Have a repo anywhere?

MacsHeadroom · on April 3, 2023

It's just the same llama.cpp repo everyone else is using. You just git clone it to your android phone in termux and then run make and you're done. https://github.com/ggerganov/llama.cpp

Assuming you have the model file downloaded (you can use wget to download it) these are the instructions to install and run:

pkg install git

pkg install cmake

pkg install build-essential

git clone https://github.com/ggerganov/llama.cpp

cd llama.cpp

make -j

./main

bugglebeetle · on April 3, 2023

Yeah, I’ve already been running llama.cpp locally, but not found it to perform at the level attested in the comment (30B model as a chat bot on commodity hardware). 13B runs okay, but inference appears generally too slow on to do anything useful on my MacBook. I wondered what you might be doing to get usable performance in that context.
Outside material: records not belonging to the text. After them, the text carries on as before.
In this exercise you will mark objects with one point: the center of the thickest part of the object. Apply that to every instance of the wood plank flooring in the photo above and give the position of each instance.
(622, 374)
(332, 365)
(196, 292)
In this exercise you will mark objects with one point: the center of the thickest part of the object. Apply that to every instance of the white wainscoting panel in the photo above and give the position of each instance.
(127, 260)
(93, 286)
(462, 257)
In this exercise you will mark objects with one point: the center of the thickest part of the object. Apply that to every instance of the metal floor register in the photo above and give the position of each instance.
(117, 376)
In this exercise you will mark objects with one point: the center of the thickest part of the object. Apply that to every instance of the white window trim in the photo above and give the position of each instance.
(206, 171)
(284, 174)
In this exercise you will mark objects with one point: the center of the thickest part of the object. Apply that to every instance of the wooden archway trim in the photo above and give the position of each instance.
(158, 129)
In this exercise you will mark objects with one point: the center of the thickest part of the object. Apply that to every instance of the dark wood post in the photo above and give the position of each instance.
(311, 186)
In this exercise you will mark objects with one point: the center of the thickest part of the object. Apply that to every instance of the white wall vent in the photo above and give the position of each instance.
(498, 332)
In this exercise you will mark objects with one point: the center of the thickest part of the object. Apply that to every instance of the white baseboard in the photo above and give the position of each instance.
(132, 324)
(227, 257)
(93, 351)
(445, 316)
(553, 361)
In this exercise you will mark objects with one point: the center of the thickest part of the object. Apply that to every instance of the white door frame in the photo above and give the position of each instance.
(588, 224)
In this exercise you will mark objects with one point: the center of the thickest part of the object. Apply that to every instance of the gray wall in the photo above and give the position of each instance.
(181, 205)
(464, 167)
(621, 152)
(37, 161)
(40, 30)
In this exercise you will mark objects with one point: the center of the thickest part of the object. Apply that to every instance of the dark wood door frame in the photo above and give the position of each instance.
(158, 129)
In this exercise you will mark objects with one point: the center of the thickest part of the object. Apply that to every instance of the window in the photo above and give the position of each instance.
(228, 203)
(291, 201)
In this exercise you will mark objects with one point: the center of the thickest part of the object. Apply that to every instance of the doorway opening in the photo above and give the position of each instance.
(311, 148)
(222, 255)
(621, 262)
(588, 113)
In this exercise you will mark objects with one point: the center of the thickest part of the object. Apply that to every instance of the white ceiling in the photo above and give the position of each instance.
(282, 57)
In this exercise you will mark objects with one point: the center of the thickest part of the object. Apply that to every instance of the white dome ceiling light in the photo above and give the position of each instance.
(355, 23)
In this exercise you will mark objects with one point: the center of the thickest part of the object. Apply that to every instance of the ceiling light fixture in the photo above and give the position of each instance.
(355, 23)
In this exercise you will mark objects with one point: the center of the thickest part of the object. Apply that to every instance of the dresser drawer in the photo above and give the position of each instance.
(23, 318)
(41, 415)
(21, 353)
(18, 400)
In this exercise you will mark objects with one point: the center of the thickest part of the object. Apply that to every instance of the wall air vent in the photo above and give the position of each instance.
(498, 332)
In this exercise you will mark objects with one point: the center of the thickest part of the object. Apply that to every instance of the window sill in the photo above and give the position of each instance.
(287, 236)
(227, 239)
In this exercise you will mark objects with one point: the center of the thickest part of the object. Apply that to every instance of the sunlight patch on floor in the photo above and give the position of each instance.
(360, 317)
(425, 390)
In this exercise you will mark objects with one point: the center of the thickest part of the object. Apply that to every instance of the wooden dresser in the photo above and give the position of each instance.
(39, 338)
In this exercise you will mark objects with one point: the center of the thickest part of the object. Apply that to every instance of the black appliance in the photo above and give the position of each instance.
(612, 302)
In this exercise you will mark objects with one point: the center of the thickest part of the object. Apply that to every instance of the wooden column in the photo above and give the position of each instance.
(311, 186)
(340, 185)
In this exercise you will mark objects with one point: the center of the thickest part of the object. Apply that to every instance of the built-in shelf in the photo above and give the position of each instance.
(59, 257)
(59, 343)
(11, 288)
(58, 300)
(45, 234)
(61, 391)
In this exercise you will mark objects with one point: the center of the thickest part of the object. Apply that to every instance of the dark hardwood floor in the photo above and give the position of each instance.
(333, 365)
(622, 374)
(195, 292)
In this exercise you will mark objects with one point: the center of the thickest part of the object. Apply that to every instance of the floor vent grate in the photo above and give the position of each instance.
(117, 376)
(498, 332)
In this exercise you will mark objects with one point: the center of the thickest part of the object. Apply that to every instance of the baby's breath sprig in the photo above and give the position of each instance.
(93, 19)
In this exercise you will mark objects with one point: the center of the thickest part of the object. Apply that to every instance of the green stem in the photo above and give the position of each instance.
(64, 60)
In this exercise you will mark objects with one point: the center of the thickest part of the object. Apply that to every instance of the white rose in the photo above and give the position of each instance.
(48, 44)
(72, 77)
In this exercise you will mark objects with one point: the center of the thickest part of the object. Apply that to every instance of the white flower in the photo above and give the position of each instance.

MacsHeadroom · on April 4, 2023

You can change the number of threads llama.cpp uses with the -t argument. By default it only uses 4. For example, if your CPU has 16 physical cores then you can run ./main -m model.bin -t 16

16 cores would be about 4x faster than the default 4 cores. Eventually you hit memory bottlenecks. So 32 cores is not twice as fast as 13 cores unfortunately.

bugglebeetle · on April 4, 2023

Thanks! Will test that out!